L’IA nous échappe: les réseaux sociaux

mardi, 17.11.2020

Xavier Comtesse et Lev Kiwi *

Xavier Comtesse

Il est temps de donner l’alerte: l’IA nous échappe. Et même si la problématique est vaste et complexe, il faut essayer de décortiquer tout cela dans ce premier volet.

Commençons par les réseaux sociaux. Un film choc de Netflix: The Social Dilemma en explique assez bien les tenants et aboutissants. En français le documentaire s’appelle: Derrière nos écrans de fumée. À voir absolument. On y apprend comment à l’aide d’algorithmes de l’IA, les GAFA sont capables de nous fragiliser en nous rendant addicts aux écrans de nos smart phones notamment envers les théories complotistes ou/et les ««fake news».

La publicité est le modèle économique des entreprises de réseaux sociaux (Facebook, Twitter, TikTok, Instagram, etc.). Ils doivent en conséquence nous garder connecter le plus longtemps possible pour vendre votre présence. Car ils monétarisent ce service à d’autres compagnies en promettant de cibler de façon très précise la diffusion du contenu aux personnes les plus susceptibles d’être intéressées par leurs produits. Cependant, pour maximiser la diffusion de contenu, ils ont surtout besoin que les utilisateurs passent un maximum de temps sur la plateforme. Ainsi, ils conçoivent à l’aide de l’IA leurs applications avec des mécanismes créant des addictions auprès des individus.

En d’autres termes, ces sociétés ont compris comment avec un smartphone, on peut activer le système dopaminergique des individus. Une fois que les individus développent une addiction au réseau social en question, des algorithmes optimisent le contenu dans nos fils d’actualités afin que l’on s’y intéresse de plus en plus. On observe ainsi sur Twitter que les «fake news» se propagent 6 fois plus vite que les «vraies» news! Ce n’est pas un hasard, c’est dans la conception même de l’application. L’IA constate que certaines publications sont virales (statistiquement parlant) et les exploite pour rendre ses utilisateurs fidèles. C’est par design dans la structure même des logiciels!

Contrairement aux médias qui engagent des journalistes afin de générer le contenu, les médias sociaux ne sont pas régulés à la publication. Il en découle que les utilisateurs se mettent à croire tout ce qu’ils lisent. On a observé ainsi dans les dix dernières années, une radicalisation des opinions politiques.

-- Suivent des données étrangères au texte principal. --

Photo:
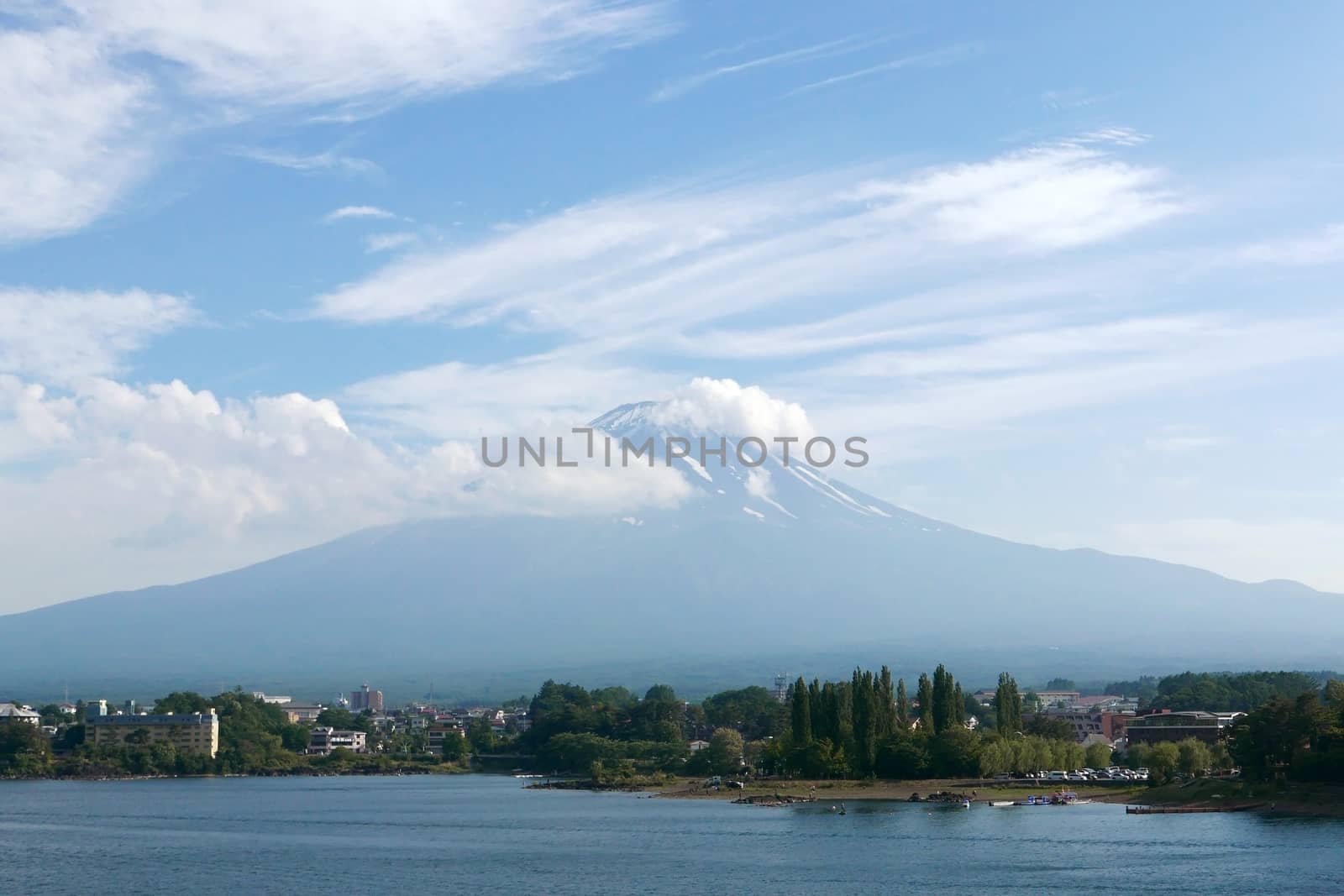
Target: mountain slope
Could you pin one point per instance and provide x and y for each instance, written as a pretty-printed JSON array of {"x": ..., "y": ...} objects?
[{"x": 788, "y": 564}]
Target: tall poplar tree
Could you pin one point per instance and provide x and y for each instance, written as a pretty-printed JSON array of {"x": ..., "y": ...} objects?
[
  {"x": 1007, "y": 705},
  {"x": 925, "y": 703},
  {"x": 801, "y": 714}
]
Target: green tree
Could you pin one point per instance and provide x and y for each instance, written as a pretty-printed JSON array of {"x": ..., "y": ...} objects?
[
  {"x": 1097, "y": 755},
  {"x": 1163, "y": 761},
  {"x": 925, "y": 694},
  {"x": 1007, "y": 705},
  {"x": 1194, "y": 757},
  {"x": 725, "y": 752},
  {"x": 801, "y": 714},
  {"x": 753, "y": 711}
]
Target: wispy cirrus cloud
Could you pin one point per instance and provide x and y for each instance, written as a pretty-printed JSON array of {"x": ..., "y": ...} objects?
[
  {"x": 346, "y": 212},
  {"x": 944, "y": 56},
  {"x": 58, "y": 336},
  {"x": 328, "y": 160},
  {"x": 1320, "y": 248},
  {"x": 87, "y": 101},
  {"x": 669, "y": 261},
  {"x": 387, "y": 242},
  {"x": 827, "y": 49},
  {"x": 71, "y": 137}
]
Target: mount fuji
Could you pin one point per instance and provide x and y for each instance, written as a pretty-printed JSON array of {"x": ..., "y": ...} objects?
[{"x": 759, "y": 571}]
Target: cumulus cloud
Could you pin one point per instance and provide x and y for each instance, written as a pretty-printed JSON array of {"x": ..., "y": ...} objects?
[{"x": 60, "y": 335}]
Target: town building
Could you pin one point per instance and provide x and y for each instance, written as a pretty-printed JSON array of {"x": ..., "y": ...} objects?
[
  {"x": 440, "y": 732},
  {"x": 324, "y": 741},
  {"x": 272, "y": 698},
  {"x": 1057, "y": 698},
  {"x": 190, "y": 732},
  {"x": 366, "y": 699},
  {"x": 1168, "y": 726},
  {"x": 1085, "y": 723},
  {"x": 11, "y": 712}
]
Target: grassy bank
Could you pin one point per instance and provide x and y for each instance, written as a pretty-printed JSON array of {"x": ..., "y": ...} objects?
[{"x": 1281, "y": 799}]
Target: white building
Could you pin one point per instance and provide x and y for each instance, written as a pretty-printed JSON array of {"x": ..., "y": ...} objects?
[{"x": 13, "y": 712}]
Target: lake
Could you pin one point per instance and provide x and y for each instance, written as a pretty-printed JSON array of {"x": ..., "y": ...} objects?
[{"x": 475, "y": 833}]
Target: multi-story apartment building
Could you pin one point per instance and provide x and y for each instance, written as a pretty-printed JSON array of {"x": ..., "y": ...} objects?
[
  {"x": 366, "y": 699},
  {"x": 1158, "y": 727},
  {"x": 326, "y": 739},
  {"x": 195, "y": 732}
]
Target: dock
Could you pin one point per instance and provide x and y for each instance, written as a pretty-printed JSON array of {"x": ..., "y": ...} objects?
[{"x": 1186, "y": 810}]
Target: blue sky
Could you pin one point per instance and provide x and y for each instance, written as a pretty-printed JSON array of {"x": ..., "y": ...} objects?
[{"x": 264, "y": 275}]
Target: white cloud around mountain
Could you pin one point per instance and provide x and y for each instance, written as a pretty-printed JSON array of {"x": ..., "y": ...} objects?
[
  {"x": 161, "y": 483},
  {"x": 723, "y": 406}
]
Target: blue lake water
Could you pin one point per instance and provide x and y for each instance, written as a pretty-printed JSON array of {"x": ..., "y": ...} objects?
[{"x": 486, "y": 833}]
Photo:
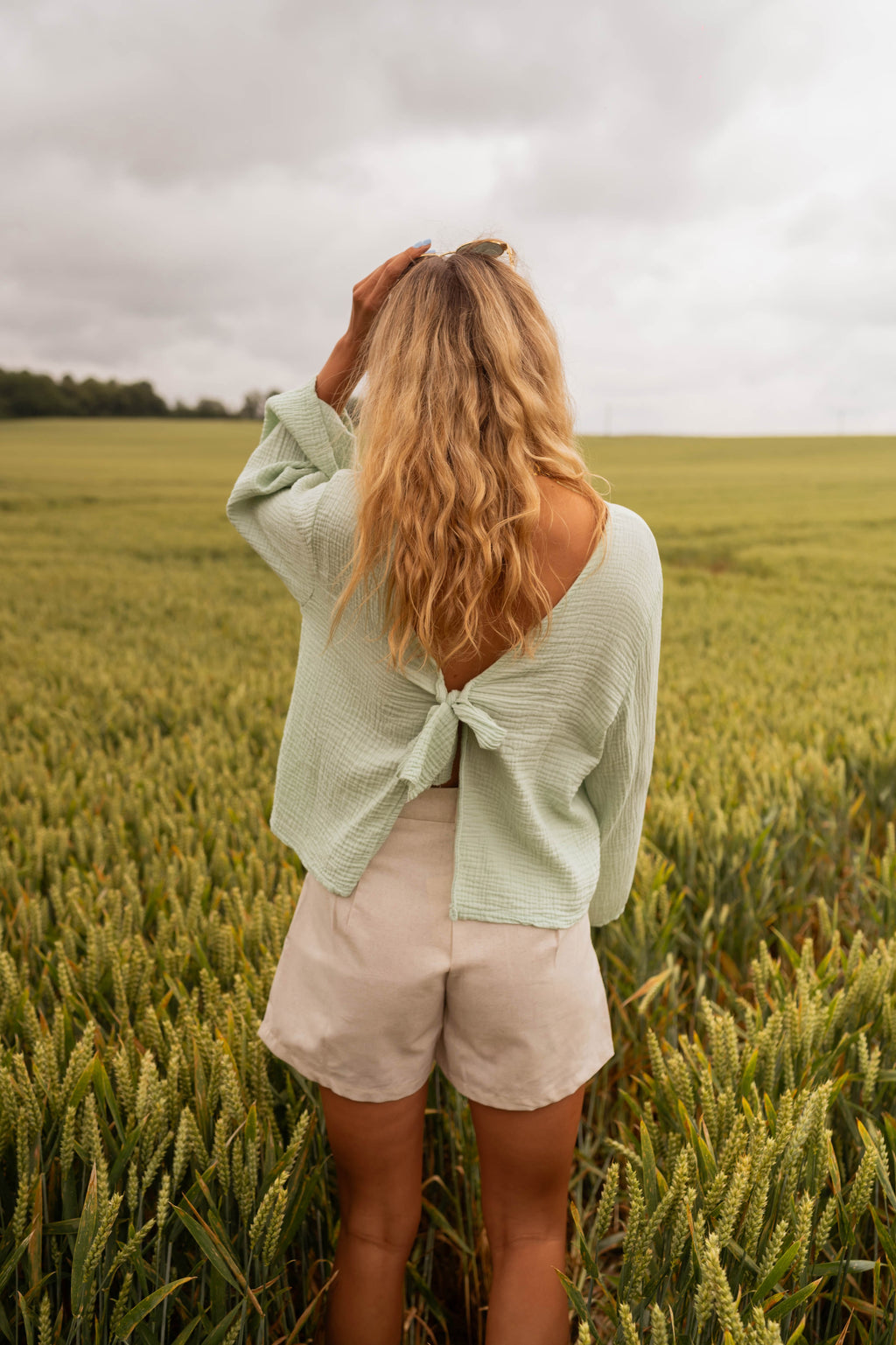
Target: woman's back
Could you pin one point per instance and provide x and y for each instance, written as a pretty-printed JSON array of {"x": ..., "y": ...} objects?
[{"x": 565, "y": 543}]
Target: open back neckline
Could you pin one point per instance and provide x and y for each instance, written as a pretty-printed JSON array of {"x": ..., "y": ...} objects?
[{"x": 514, "y": 648}]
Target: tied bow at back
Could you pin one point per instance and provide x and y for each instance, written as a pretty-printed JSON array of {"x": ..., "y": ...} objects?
[{"x": 432, "y": 751}]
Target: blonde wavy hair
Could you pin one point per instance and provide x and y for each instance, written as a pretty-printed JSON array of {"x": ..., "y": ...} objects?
[{"x": 466, "y": 403}]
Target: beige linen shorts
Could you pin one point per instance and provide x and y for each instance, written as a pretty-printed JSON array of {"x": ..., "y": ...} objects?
[{"x": 373, "y": 987}]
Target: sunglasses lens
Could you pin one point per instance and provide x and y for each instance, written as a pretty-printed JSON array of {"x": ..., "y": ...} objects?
[{"x": 488, "y": 247}]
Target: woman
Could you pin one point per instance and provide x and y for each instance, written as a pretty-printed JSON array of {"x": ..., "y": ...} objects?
[{"x": 465, "y": 816}]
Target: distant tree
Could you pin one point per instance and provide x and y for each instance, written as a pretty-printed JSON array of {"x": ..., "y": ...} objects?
[
  {"x": 253, "y": 405},
  {"x": 207, "y": 406},
  {"x": 23, "y": 393}
]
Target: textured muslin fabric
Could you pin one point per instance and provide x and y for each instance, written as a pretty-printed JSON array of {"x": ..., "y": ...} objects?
[
  {"x": 556, "y": 751},
  {"x": 373, "y": 987}
]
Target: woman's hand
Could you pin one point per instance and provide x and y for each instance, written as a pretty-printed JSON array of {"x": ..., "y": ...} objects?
[{"x": 342, "y": 371}]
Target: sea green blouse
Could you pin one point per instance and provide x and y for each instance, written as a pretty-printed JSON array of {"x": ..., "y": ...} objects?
[{"x": 556, "y": 749}]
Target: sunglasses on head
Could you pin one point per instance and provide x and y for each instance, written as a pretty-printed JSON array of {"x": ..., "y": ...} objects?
[{"x": 487, "y": 247}]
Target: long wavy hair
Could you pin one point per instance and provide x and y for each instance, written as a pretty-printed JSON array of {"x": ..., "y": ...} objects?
[{"x": 466, "y": 403}]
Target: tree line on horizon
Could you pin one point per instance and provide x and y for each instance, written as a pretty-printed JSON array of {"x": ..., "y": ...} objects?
[{"x": 23, "y": 393}]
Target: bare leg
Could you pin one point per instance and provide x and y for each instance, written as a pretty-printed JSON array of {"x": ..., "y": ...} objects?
[
  {"x": 525, "y": 1159},
  {"x": 378, "y": 1152}
]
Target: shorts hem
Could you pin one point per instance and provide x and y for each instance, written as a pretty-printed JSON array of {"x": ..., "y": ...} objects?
[
  {"x": 305, "y": 1067},
  {"x": 556, "y": 1092}
]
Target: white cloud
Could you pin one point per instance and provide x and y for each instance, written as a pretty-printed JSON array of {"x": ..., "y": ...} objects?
[{"x": 701, "y": 193}]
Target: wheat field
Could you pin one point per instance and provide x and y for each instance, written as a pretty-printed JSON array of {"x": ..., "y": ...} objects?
[{"x": 163, "y": 1179}]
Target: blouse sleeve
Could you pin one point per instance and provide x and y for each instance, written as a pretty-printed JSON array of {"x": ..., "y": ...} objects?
[
  {"x": 616, "y": 787},
  {"x": 304, "y": 441}
]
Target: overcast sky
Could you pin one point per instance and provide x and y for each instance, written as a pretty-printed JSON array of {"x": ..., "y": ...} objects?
[{"x": 701, "y": 192}]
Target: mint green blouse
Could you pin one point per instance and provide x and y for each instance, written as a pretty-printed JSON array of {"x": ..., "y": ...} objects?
[{"x": 556, "y": 752}]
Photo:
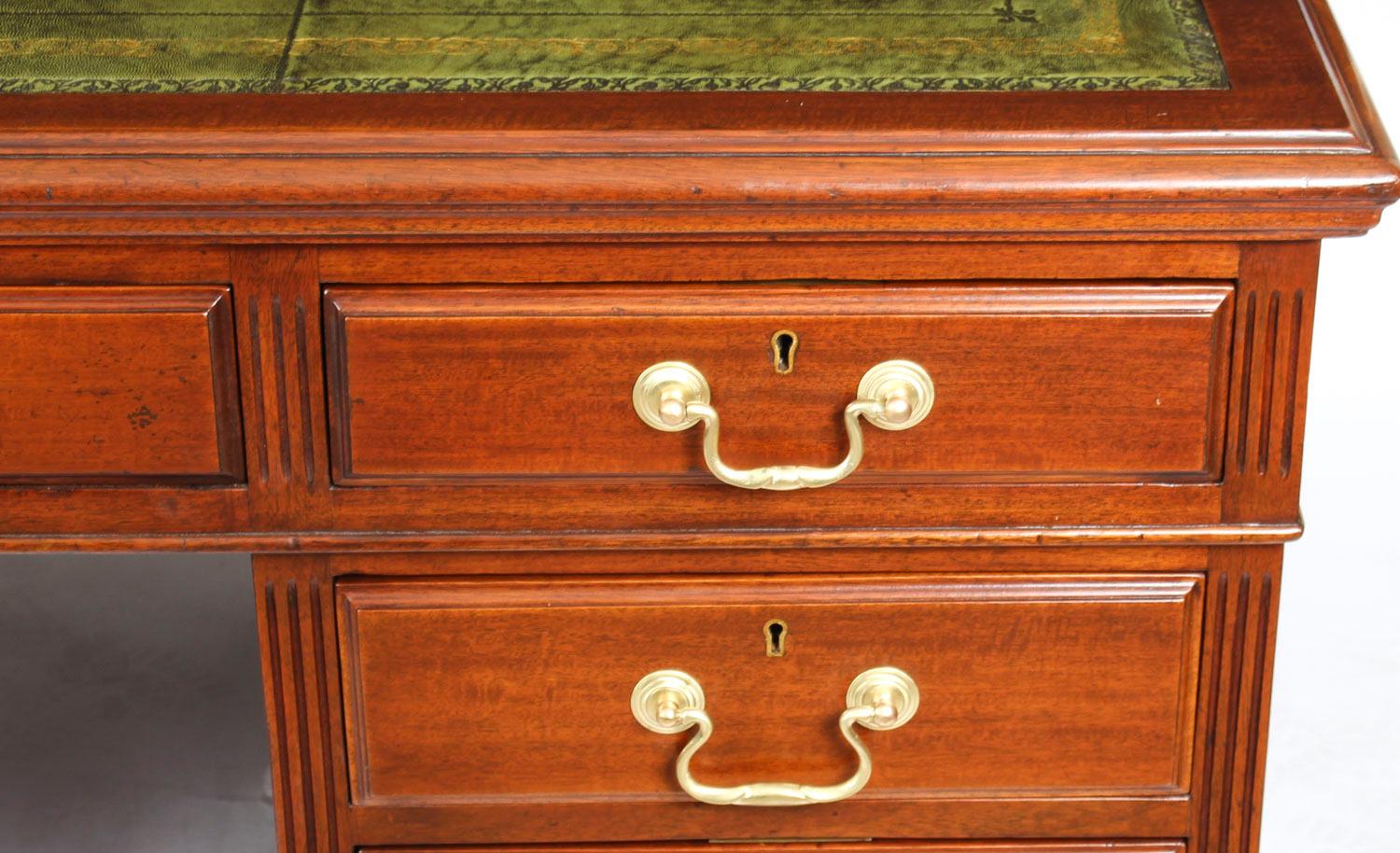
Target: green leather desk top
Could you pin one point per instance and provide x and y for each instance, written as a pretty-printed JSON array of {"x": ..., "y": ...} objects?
[{"x": 604, "y": 45}]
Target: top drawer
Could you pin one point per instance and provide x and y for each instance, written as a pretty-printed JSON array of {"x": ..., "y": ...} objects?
[{"x": 1032, "y": 383}]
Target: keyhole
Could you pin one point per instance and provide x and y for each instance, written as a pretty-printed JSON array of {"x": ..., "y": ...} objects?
[
  {"x": 775, "y": 634},
  {"x": 784, "y": 350}
]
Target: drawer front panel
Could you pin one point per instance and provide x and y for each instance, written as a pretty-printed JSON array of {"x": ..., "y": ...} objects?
[
  {"x": 118, "y": 385},
  {"x": 504, "y": 695},
  {"x": 1039, "y": 383}
]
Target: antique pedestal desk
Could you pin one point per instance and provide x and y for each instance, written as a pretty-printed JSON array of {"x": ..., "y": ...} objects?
[{"x": 1004, "y": 307}]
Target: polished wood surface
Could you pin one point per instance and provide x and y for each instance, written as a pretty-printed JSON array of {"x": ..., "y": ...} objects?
[
  {"x": 293, "y": 506},
  {"x": 447, "y": 682},
  {"x": 391, "y": 343},
  {"x": 837, "y": 846},
  {"x": 1033, "y": 383},
  {"x": 1296, "y": 153},
  {"x": 118, "y": 385}
]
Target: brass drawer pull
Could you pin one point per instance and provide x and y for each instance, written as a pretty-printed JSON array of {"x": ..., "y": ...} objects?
[
  {"x": 669, "y": 702},
  {"x": 672, "y": 397}
]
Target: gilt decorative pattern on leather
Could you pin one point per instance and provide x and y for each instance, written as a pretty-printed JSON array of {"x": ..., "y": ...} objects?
[{"x": 605, "y": 45}]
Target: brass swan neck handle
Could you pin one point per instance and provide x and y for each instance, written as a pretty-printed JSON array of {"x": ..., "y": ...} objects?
[
  {"x": 669, "y": 702},
  {"x": 674, "y": 397}
]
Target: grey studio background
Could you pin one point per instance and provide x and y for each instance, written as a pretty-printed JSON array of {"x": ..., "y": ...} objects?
[{"x": 131, "y": 709}]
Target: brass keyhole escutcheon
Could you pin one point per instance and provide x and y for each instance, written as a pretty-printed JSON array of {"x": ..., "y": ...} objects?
[
  {"x": 784, "y": 350},
  {"x": 775, "y": 637}
]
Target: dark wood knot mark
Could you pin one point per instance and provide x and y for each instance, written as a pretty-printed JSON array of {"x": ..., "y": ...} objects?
[
  {"x": 142, "y": 417},
  {"x": 1007, "y": 13}
]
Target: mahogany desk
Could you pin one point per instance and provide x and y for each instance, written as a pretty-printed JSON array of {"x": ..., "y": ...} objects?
[{"x": 1005, "y": 313}]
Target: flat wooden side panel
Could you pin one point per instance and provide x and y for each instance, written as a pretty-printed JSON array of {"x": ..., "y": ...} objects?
[
  {"x": 862, "y": 260},
  {"x": 279, "y": 329},
  {"x": 118, "y": 385},
  {"x": 1273, "y": 344},
  {"x": 1036, "y": 687},
  {"x": 1046, "y": 383},
  {"x": 301, "y": 693},
  {"x": 106, "y": 263},
  {"x": 1242, "y": 620}
]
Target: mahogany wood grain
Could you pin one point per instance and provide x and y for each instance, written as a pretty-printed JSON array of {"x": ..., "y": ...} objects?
[
  {"x": 960, "y": 818},
  {"x": 652, "y": 262},
  {"x": 450, "y": 681},
  {"x": 277, "y": 297},
  {"x": 437, "y": 542},
  {"x": 833, "y": 846},
  {"x": 1271, "y": 352},
  {"x": 1242, "y": 622},
  {"x": 296, "y": 622},
  {"x": 118, "y": 385},
  {"x": 1111, "y": 383},
  {"x": 566, "y": 198},
  {"x": 108, "y": 263}
]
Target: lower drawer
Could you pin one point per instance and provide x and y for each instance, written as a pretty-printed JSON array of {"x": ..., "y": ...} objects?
[{"x": 1049, "y": 705}]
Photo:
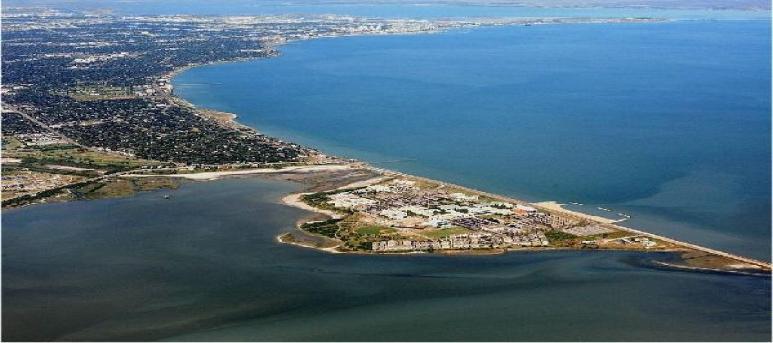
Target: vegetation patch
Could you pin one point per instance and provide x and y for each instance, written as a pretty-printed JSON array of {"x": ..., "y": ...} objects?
[
  {"x": 560, "y": 238},
  {"x": 443, "y": 233},
  {"x": 327, "y": 228}
]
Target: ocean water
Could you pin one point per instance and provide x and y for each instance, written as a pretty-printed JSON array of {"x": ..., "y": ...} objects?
[
  {"x": 377, "y": 10},
  {"x": 668, "y": 122},
  {"x": 204, "y": 265}
]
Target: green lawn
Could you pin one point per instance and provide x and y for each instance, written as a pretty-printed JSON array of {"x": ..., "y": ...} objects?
[{"x": 442, "y": 233}]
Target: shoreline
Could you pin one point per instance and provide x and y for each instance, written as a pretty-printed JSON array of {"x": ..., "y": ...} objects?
[
  {"x": 230, "y": 120},
  {"x": 548, "y": 206}
]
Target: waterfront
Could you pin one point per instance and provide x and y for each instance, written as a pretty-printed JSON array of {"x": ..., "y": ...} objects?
[
  {"x": 636, "y": 118},
  {"x": 204, "y": 265}
]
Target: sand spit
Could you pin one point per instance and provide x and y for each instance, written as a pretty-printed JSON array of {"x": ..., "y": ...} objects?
[{"x": 206, "y": 176}]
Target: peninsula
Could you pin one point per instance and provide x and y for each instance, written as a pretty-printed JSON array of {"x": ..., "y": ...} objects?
[{"x": 88, "y": 116}]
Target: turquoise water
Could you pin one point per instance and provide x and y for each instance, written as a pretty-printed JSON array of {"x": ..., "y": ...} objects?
[
  {"x": 204, "y": 265},
  {"x": 669, "y": 122}
]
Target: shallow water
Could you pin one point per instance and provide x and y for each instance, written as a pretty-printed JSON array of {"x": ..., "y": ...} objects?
[
  {"x": 204, "y": 265},
  {"x": 668, "y": 122}
]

Cela est simplement dû au fait que l’IA propose surtout du contenu que l’on aime avec lequel on va être d’accord. Un biais de confirmation s’effectue ainsi auprès des utilisateurs. Elle va ainsi opérer un changement «perceptuel latent» sur nos opinions politiques en occultant une exposition à des contenus contraires à nos opinions nous permettant de pondérer notre propos. Ce changement «perceptuel latent» ne s’effectue pas uniquement sur nos opinions du monde, mais aussi sur notre opinion de soi, en altérant directement notre identité.

Sur les dix dernières années, on observe une augmentation significative de suicides chez les adolescents, le taux a plus que doublé aux USA. Cela coïncide avec l’avènement des réseaux sociaux sur nos téléphones mobiles. Les réseaux sociaux permettent ce phénomène à grande échelle et jamais auparavant les jeunes n’avaient eu à subir les approbations/désapprobations de «selfies» par des centaines de personnes anonymes.

Ainsi l’IA nous a ainsi fait franchir une étape à laquelle la société n’a pas encore trouvé de réponse adéquate. Il a évidemment beaucoup d’autres exemples -en plus des réseaux sociaux- que nous allons examiner dans nos prochains billets.